With her article about illegal recyclers in Asia’s biggest slum Dharavi, Mansi Choukney won The Globe Post’s 2019 writing contest. In this interview, Mansi talks about her home country India, what inspired her to become a journalist, and her career goals.
We are happy to announce that Mansi Chouksey (@mansichouksey) is our 2019 writing contest winner! Her article about recyclers in Asia’s biggest slum Dharavi emerged as the best overall product. Thanks to everyone who competed! https://t.co/tGSJQDQaJw
— The Globe Post (@TGlobePost) July 16, 2019
Q: When did you decide you wanted to be a journalist? What moved you toward this profession?
Mansi: In 2008, journalist J. Gopalkrishnan published a series of reports on irregularities within India’s central government’s auction of 2G spectrum to some private companies. It came out to be a $40 billion alleged scam by some senior politicians and officials in the then coalition government led by the Congress party.
His reporting not only triggered litigation but also changed Indian politics forever. This incident had a huge impact on me as it made me realize how important the work of a journalist is and the impact it could create.
Q: Who or what has had the biggest influence on you as a journalist and why?
Mansi: Apart from the excellent work of J. Gopalkrishna in India, I was influenced by the Panama Papers coverage worldwide and how journalists from different countries collaborated and contributed to the investigation.
As a rookie journalist, I have been influenced by two of my mentors, they have helped me shape my career and have always encouraged me to take up new challenges in a newsroom. My professors at the Asian College of Journalism were kind enough to provide me with their guidance and advice to improve my skills at reporting.

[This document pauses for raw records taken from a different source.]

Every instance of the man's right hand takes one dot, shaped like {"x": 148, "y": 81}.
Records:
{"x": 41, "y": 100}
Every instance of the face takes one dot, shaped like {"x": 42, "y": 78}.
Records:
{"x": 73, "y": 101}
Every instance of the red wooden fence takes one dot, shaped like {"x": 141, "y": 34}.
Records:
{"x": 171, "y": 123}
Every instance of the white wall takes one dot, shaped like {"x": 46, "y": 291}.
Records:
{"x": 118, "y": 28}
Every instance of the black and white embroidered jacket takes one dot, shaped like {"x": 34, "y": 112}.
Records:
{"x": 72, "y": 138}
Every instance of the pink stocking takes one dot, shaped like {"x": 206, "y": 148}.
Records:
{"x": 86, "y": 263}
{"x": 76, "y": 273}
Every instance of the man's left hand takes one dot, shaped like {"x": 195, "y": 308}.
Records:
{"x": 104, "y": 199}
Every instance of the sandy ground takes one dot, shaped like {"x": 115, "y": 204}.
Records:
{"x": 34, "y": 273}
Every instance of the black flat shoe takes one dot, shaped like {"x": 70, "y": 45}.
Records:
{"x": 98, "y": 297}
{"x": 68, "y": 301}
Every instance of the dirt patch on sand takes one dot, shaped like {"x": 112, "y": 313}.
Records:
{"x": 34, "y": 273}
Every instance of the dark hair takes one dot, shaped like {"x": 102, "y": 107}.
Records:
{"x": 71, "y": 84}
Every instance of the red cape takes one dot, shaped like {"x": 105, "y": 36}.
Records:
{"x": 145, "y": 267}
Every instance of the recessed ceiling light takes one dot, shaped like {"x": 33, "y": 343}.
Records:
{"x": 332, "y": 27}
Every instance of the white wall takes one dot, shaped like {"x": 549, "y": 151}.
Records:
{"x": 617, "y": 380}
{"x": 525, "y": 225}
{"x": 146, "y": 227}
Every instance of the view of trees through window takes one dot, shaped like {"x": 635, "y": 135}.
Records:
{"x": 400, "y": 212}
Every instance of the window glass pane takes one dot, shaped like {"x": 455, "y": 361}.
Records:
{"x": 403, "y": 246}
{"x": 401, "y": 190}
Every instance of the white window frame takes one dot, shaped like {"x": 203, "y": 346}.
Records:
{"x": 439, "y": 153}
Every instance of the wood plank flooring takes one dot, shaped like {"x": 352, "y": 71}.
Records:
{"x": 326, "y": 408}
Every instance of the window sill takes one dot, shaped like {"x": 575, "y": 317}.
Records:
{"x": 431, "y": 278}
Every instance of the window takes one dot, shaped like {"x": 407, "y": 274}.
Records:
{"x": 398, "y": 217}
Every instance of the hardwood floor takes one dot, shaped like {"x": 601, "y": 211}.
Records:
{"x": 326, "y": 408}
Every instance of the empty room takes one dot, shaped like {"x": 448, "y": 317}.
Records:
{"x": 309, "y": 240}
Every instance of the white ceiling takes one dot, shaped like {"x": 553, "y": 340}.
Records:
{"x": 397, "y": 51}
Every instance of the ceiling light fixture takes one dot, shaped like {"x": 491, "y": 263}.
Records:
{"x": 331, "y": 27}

Visiting guest faculty such as former Editor-in-Chief of The Guardian Alan Rusbridger and Palagummi Sainath, Ramon Magsaysay Awardee and eminent journalist, helped me gain perspective towards the changing dynamics of journalism in India and abroad.
Q: When it comes to your home country, India, what do you think other people/reporters should pay attention to?
Mansi: According to the 2018 Reporters Without Borders World Press Freedom Index, India was listed among the most dangerous places for journalists. In the last 26 years, more than 48 journalists have lost their lives in India. Indian newsrooms are now becoming increasingly polarized. There is a censoring of reporter stories and reports are often tempered [with] or presented in a manner to support a particular political slant that a news organization favors.
My request to fellow reporters is that, if possible, they should try to fight this mounting pressure and make their stories heard or read on politically neutral media platforms.
Q: What do you hope to accomplish as a writer? What is your goal?
Mansi: I aspire to become an investigative journalist and write about under-reported issues in my country and abroad. I am a Features Reporter and Assistant Producer at an Indian TV news channel and it is hard for me to work on time-consuming projects on my own.
I hope someday I will write elaborated reports and books documenting the tribal conflict in Bastar (Chattisgarh, India), Impact of Armed Forces (Special Power) Act in Manipur (a small insurgency-prone state in India), and the conflict at the India-Pakistan and the India-China border and how it affects populace in these areas.
Q: What tips would you give other writers thinking of entering a competition?
Mansi: When I work on a report, my sole purpose is to highlight a particular issue and its impact, even if I am writing it for a competition. I like to think that journalism contests are an opportunity to present my earnest work to esteemed editors for their review. Even if I don’t win, I will have a body of work that I can later develop and any feedback could help me improve it.
If I think a story is important enough to be highlighted, then others might agree too. Also, before I start writing I ensure that I have done in-depth research, thorough groundwork, and have a complete understanding of the subject.